If you are married by a wedding celebrant, you’ll need to arrange the legal side of things separately.
As more and more people choose not to get married in church, the number of wedding celebrants is on the rise. Even Donald Trump wants to get in on the act. Can you imagine? And good wedding celebrants are in high demand, especially here in Mallorca.
So how do you find the right celebrant for your wedding? You could start, as I did, by chatting to Jackie Waldren, Deia’s own wedding celebrant.
I started in 2014 when I was asked by an events organiser, a friend of my daughter, if I’d be interested in conducting a wedding in English for one of her clients. She felt my experience as a university lecturer and public speaker would allow me to take on this new role. At the time, I had no idea what a ‘celebrant’ was!
What did you have to do to become one?
After I did some research online, I realised that there were no rules about performing ‘lay’ ceremonies. I decided I wanted to be ‘lay’ because it gives me more room for creativity when designing the ceremony. I began by meeting the couple, hearing their ideas and finding out a bit more about them.
What appealed to you the most about becoming a celebrant?
It was an exciting adventure into the romance of courtship and marriage, at a time in our modern society when so much has changed, and it still is.
What do you offer people?
An in-depth interview and an original, secular ceremony based on their life stories, integrated into a semi-classic framework: introduction, the story of how they met and their life together thus far. Most have lived together for between two and eight years, some have children and others are just beginning.
I offer a few insights into the challenge of marriage – the sharing, the compromises and strengths each brings to the union, coming together while preserving individuality and so on. They might write their own vows, or I give them choices of poetry or suggestions from past ceremonies I’ve conducted.

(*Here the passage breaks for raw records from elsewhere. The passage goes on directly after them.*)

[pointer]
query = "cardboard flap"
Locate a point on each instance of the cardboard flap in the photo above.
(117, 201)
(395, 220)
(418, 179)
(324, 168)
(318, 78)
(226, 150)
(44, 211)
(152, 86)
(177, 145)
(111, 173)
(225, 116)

Rings are exchanged and they’re pronounced man and wife, husband and husband, wife and wife or lovers and friends forever.
Yes, I’ve performed all kinds of unions most pleasurably.
Why do you enjoy your work?
Obviously, my own experience of 43 years of marriage gives me a rather positive approach to the ideal but the loveliest part is getting to know the hopes and dreams of others and how they set out to complete them. Every couple is unique and for a short time I can help them reach their goals by making this an unforgettable joyous occasion.
Where do your clients come from and how do they find you?
Most are from the UK. However, I have also done bi-lingual ceremonies where one partner is Spanish or Mallorquin and the other English. I even did a Dutch wedding ceremony on an ancient ship in the Palma Bay. In most cases I am contacted by the agency I started with and a few new people approach me each season.
The one on the ship was amazing, another on a mountainside was great. One with only the bride and groom and his two daughters was moving. Each one is special. One famous couple (unnamed) were moved to tears. Also, I did a renewal of vows after 30 years for just the couple under palm trees in an abandoned area.
How much time before a wedding should people work with a celebrant to write vows?
People usually begin with the events planner a year before the wedding date as there are so many details to cover and locals get booked up far in advance. I prefer to be contacted three to six months before the wedding date. I use a questionnaire to learn about the backgrounds of the couple, how they met, what they like best about the other, and anecdotes that can be included to lighten the ceremony and share with the guests. More often than not, they love to have a laugh during the ceremony.
Could you recommend venues in Mallorca for people who don’t want conventional weddings?
Weddings can be arranged in forests, on the beaches, in the gardens of dozens of fincas all around the island. City Halls and private owners set fees and have to give permissions. The events planners usually show the couple three or four venues depending on what they say they would like. Rustic weddings with wild flowers and straw barrels as seats, have replaced the elegant, formal garden ceremonies
Thank you, Jackie. If I ever decide to get married in Mallorca, I’ll know where to come.